How many concurrent tasks in one executor and how Spark handles multithreading among tasks in one executor?


In Spark, how many tasks are executed in parallel at a time? Discussions are found in How are stages split into tasks in Spark? and How DAG works under the covers in RDD?

But I do not find clear conclusion there.
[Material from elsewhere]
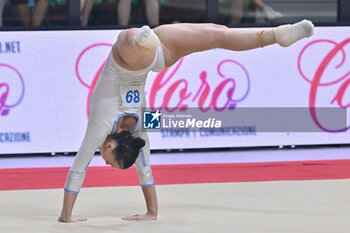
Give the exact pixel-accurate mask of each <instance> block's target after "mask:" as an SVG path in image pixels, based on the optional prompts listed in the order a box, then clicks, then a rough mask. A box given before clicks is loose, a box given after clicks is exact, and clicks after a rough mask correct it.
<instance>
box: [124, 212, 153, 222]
mask: <svg viewBox="0 0 350 233" xmlns="http://www.w3.org/2000/svg"><path fill="white" fill-rule="evenodd" d="M123 219H124V220H127V221H151V220H157V215H156V214H152V213H146V214H135V215H133V216H129V217H124V218H123Z"/></svg>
Consider the following scenarios (assume spark.task.cpus = 1, and ignore vcore concept for simplicity):

  • 10 executors (2 cores/executor), 10 partitions => I think the number of concurrent tasks at a time is 10
  • 10 executors (2 cores/executor), 2 partitions => I think the number of concurrent tasks at a time is 2
  • 10 executors (2 cores/executor), 20 partitions => I think the number of concurrent tasks at a time is 20
  • 10 executors (1 cores/executor), 20 partitions => I think the number of concurrent tasks at a time is 10

Am I correct? Regarding the 3rd case, will it be 20 considering multi-threading (i.e. 2 threads because there are 2 cores) inside one executor?


UPDATE1

If the 3rd case is correct, it means:

  • when idle cores inside an executor are available, Spark could automatically decide to trigger multithreads in that executor
  • when there is only one core in the executor, multithread won't happen in that executor.

If this is true, isn't the behavior of Spark in an executor a bit uncertain (single thread v.s. multithread)?

Note that the code that is shipped from driver to the executors may not have considered automicity problem using e.g. synchronized keyword.

How is this handled by Spark?


Solution

  • I think all the 4 cases are correct, and the 4th case makes sense in reality ("overbook" cores). We should normally consider a factor of 2 to 4 for the nb. of partitions, i.e. nb. of partitions equals to 2 to 4 times of nb. of total cpu cores in the cluster.

    Regarding threading, 2 tasks in one executor running concurrently should not have issues regarding multi-threading, as each task is handling its own set of RDD.

    If spark.task.cpus = 2 is set, which means 2 cpu cores per task, then IMO there might be race condition problem (if there're var), but usually we are handling immutable values like RDD, so there should merely have issues either.